Chuck Schumer and Joe Biden pile pressure on Binyamin Netanyahu

CHUCK SCHUMER, the majority leader of the US Senate and America’s highest-ranking Jewish official, is fond of noting that his surname derives from the Hebrew word shomer, or guardian. Although his primary obligation is to America, he likes to say, he also feels a duty to live up to his name and act as a guardian of the people of Israel. Mr Schumer made this familiar point during a speech on March 14th, but his remarks on the Senate floor about Binyamin Netanyahu were anything but ordinary.

“Prime Minister Netanyahu has lost his way by allowing his political survival to take precedence over the best interests of Israel,” Mr Schumer said during a 44-minute speech. “I believe a new election is the only way to allow for a healthy and open decision-making process about the future of Israel.”
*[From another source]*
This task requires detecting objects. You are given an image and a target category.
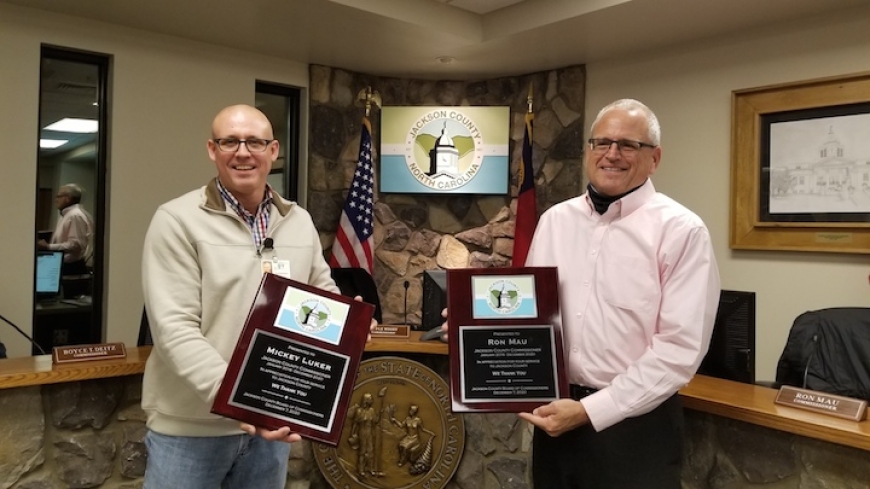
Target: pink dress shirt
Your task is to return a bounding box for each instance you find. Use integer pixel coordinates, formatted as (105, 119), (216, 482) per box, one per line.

Presidents and secretaries of state have criticised Israel over the course of its 75-year relationship with the United States, typically on discrete issues for limited periods. Yet the de facto political leader of America’s Jews calling for political change in Jerusalem is a watershed moment, even as Mr Schumer stressed that “Israel has the right to choose its own leaders, and we should let the chips fall where they may.” It reflects a crisis of confidence.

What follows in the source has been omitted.